Design I: Driver/Transform

Introduction

In the driver/transform design, an active Driver generates an intermediate value u in the continuous "driver domain" from zero to unity, while a passive Transform distributes u values over whatever "target range" a particular application requires. This target range can be either discrete (values are integers) or continuous (values are real — floating point — numbers).

Thus arose the paradigm of a system coupling an active “driver” with a passive “transform”. My usage of “driver” came from acoustics, where a “driver” indicates an active component (e.g. the vocal cords) that would be coupled with a passive resonating system (e.g. the cavities of the mouth and nose). The range from zero to unity became known as the “driver range”.

Intermediate driver values are ideally dispersed uniformly over the driver domain. "Uniformly" means that if you divide the domain into equal-sized regions, the counts of values falling into these regions will, over the long term, come into agreement. While the specific domain extent from zero to unity is mandatory, the ideal of uniformity is optional.
If the target range is discrete, the transform divides the driver domain into consecutive regions, each associated with target value. The wider the region, the higher relative count of values in sequences over the long term.
If the target range is continuous, the transform builds what's called a cumulative distribution function F, where F(X) indicates the long-term proportion of sequence elements with values x ≤ X. Now given a target range from A to B, the cumulative distribution function is an always rising curve with F(A) = 0 and F(B) = 1. And because the curve is always rising it is always invertible, which means that given a driver value u there will always be exactly one corresponding x value such that u = F(x).

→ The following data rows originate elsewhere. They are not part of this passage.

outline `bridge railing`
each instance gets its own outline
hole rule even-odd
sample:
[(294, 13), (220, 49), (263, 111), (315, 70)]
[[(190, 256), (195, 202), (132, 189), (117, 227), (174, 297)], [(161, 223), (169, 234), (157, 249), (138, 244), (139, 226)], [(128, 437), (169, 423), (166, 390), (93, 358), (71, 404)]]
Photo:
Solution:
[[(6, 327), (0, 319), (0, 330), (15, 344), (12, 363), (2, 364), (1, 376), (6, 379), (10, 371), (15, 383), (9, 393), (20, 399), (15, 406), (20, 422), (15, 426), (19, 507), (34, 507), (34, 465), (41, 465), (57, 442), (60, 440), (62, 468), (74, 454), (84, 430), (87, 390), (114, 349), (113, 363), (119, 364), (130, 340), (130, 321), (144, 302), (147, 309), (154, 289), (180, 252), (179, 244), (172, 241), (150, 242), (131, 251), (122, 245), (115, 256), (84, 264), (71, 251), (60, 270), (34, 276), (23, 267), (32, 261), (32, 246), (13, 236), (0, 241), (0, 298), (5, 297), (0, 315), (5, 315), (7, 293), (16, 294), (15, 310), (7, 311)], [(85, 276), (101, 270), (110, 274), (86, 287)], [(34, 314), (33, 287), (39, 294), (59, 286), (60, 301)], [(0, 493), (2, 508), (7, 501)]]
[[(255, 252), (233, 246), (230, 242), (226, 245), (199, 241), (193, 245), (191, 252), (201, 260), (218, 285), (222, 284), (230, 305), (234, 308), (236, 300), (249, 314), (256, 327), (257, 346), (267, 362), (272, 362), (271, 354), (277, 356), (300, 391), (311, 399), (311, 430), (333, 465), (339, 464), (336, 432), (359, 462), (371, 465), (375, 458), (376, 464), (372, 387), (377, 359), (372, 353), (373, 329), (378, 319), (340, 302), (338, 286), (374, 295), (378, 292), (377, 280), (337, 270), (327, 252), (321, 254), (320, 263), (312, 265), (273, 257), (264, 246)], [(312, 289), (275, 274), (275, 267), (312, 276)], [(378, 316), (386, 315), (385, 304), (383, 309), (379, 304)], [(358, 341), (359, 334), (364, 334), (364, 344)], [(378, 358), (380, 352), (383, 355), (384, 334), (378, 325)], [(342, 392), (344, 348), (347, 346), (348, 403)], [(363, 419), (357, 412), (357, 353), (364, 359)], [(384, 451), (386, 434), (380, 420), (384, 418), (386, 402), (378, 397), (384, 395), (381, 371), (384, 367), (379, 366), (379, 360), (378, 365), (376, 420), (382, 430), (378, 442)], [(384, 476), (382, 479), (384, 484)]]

If one can generate a driver sequence whose values X₀, X₁, X₂, …, X_N-1 are uniformly distributed in the continuous domain from zero to unity (and the conventional random-number generator is an example of this), then one can conform this sequence to any desired distribution by applying an appropriate statistical transform. How to do this will be explained later. Hence we gain modularity and flexibility without losing generality if the Driver contract stipulates that continuous sequences be 'normalized' to range from zero to unity. Readers should bear in mind that non-uniformity in the driver sequence will persist through the transformation into the final result. The overall target range will be valid, but local concentrations inside that range may stray from the distribution. Since it is difficult to estimate in advance how nonuniform drivers will affect a transform, it is often helpful to graph an empirical histogram of driver/transform output so one can evaluate the resulting distribution visually.

The Driver Domain

Within the Driver/Transform design, the Transform.convert() method acts as a mathematical function mapping values from a source set, the domain, to a target set, which in my day was called the range. I have adopted the term driver domain for the source set, since this set describes values produced specifically by Random.nextDouble() and more generally by Driver.next(). The driver domain is synonymous with the probability domain associated with statistical distributions, though the contexts differ.

Mathematically, driver domain values are real numbers. Real numbers are "continuous" in the sense that given any two numbers which are different (but possibly very close), the number half-way between is also a real number. This means that real numbers can be represented — up to a certain precision — in binary form with digits to the right of the binary point. Real numbers are thus distinguished from integers which are discrete and which have no digits right of the binary point. Real numbers are implemented on this site using Java's double type; other representations are available (e.g. float), but double is what most hardware floating-point processing units work with.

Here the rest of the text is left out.